As the earth warms, a feedback loop takes over with the emission of even more greenhouse gases that are not directly related to the combustion of fossil fuels.

The melting of permafrost and evaporation of ocean waters emit methane gas, which has 21 times the global warming potential of carbon dioxide.

The more the earth warms, the faster it warms.

Are we already beyond the point of no return on climate change, where costly adaptation amidst an otherwise ambivalent public is the only way forward?

Looking beyond our shorelines, how will climate change define America’s global role in the 21st century?

Since the onset of the industrial revolution, the United States has led the world in terms of economic prosperity through our culture of innovation and entrepreneurship.

Yet in combusting fossil fuels, we have also been the world’s leading contributor to the stock of greenhouse gases that are warming the earth’s climate.

Will America rise to the complex challenge of forging a multilateral order that brings the energy security of the world’s nations in sync with the environment? Or will we languish in inaction?

U.S. President Barack Obama sought to bring climate change back to the forefront of the national debate with renewed resolution in his 2013 inaugural address:

“We will respond to the threat of climate change, knowing that the failure to do so would betray our children and future generations.”

In his 2013 State of the Union Address, he added, “I urge this Congress to get together, pursue a bipartisan, market-based solution to climate change…

“But if Congress won’t act soon to protect future generations, I will.”

Rhetorical flourishes aside, with major initiatives yet to be forthcoming, the key question is: Will public sentiment be ripe for meaningful action?

In this context, Abraham Lincoln’s words are poignant: “With public sentiment, nothing can fail; without it nothing can succeed.” On climate change, Mr. Obama has yet to convince the American public at large.

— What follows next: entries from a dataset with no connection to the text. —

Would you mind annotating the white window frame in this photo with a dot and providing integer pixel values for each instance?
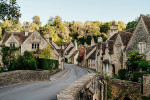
(142, 47)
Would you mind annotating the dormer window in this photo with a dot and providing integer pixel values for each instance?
(12, 44)
(35, 45)
(142, 47)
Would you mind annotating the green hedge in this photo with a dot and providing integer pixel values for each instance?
(47, 64)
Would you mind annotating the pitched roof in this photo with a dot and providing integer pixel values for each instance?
(20, 36)
(89, 49)
(146, 21)
(92, 56)
(74, 53)
(68, 51)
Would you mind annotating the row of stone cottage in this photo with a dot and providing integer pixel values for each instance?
(110, 56)
(107, 57)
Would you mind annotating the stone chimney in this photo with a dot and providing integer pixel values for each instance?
(113, 29)
(48, 37)
(27, 29)
(76, 46)
(92, 42)
(100, 39)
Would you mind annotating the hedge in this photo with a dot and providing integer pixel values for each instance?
(47, 64)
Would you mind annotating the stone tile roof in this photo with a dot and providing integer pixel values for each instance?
(110, 46)
(92, 56)
(20, 36)
(146, 21)
(74, 53)
(89, 49)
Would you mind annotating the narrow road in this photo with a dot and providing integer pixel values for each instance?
(43, 90)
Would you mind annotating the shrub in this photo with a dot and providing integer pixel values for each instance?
(122, 74)
(115, 76)
(136, 76)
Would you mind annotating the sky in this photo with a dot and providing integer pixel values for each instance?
(83, 10)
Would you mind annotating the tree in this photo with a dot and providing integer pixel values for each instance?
(105, 28)
(9, 9)
(36, 20)
(131, 25)
(133, 60)
(47, 53)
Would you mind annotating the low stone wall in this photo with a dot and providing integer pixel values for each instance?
(13, 77)
(121, 89)
(72, 92)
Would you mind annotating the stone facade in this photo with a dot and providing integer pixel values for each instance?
(121, 89)
(14, 77)
(146, 85)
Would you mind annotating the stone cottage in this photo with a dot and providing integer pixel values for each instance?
(30, 41)
(120, 44)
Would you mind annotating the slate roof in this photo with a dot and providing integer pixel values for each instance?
(74, 53)
(20, 36)
(92, 56)
(89, 49)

History can be instructive.

Doris Kearns Goodwin describes in her book “Team of Rivals” how President Lincoln reframed the debate on slavery in order to gain passage of his Emancipation Proclamation.

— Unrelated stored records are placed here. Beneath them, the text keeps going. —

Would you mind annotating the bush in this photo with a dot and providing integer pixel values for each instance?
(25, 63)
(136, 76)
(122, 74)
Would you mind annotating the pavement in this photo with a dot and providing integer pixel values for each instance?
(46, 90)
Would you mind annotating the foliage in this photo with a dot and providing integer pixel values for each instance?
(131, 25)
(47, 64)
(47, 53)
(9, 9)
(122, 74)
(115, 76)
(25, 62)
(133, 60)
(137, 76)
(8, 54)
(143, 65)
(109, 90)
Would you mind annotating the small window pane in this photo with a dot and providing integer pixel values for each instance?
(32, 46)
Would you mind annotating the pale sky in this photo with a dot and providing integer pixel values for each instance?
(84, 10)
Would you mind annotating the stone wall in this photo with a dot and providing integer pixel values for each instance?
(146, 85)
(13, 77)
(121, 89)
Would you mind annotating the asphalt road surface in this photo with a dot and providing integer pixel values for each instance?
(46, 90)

At the time, Lincoln was navigating between radical Republicans who favored abolition and conservative Republicans and Democrats, many of whom were in the border states that he needed to keep within the Union.

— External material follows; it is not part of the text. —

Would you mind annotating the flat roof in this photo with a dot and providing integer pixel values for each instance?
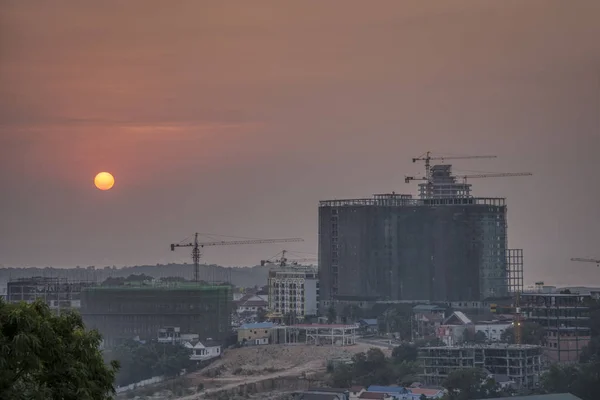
(161, 287)
(322, 326)
(492, 346)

The breakthrough came with the realization of how the Confederacy was using slaves to further their war effort, by building fortifications for the army, servicing camps in the field and laboring to sustain the Confederate economy.

While there was no public consensus on the moral imperative to end slavery, Lincoln’s genius was to frame his Emancipation Proclamation as an issue of national security with appeal across the political spectrum.

Abolishing slavery would be critical to weakening the Confederacy in order for the Union to prevail.

Today, to forge a broad consensus of public sentiment on climate change, Mr. Obama must similarly reframe the discourse.

He must go beyond the moral imperative to preserve the environment for future generations and address its real implications for U.S. national security.

If the U.S. military establishment is in fact convinced that the earth’s warming is a clear and present danger, Mr. Obama as commander-in-chief should deploy its leadership in a concerted effort to address public sentiment on climate change.

With the credibility of politicians on both sides of the climate change debate largely compromised in the public eye, who would carry more credibility on this issue than those fellow citizens who risk their lives and dedicate their careers to keeping America safe?

The epigraph of the NIC’s “Global Trends 2030” report is, fittingly, this quote from John Maynard Keynes:

“… the idea of the future being different from the present is so repugnant to our conventional modes of thought and behavior that we, most of us, offer a great resistance to acting on it in practice.”

Yet to reverse the course of climate change, there is, in the historic words of Dr. Martin Luther King, Jr., “the fierce urgency of Now.”

The question is whether Americans, in our considered self-interest, will find the resolve to make our shorelines safe, to quell those howling winds of our own making.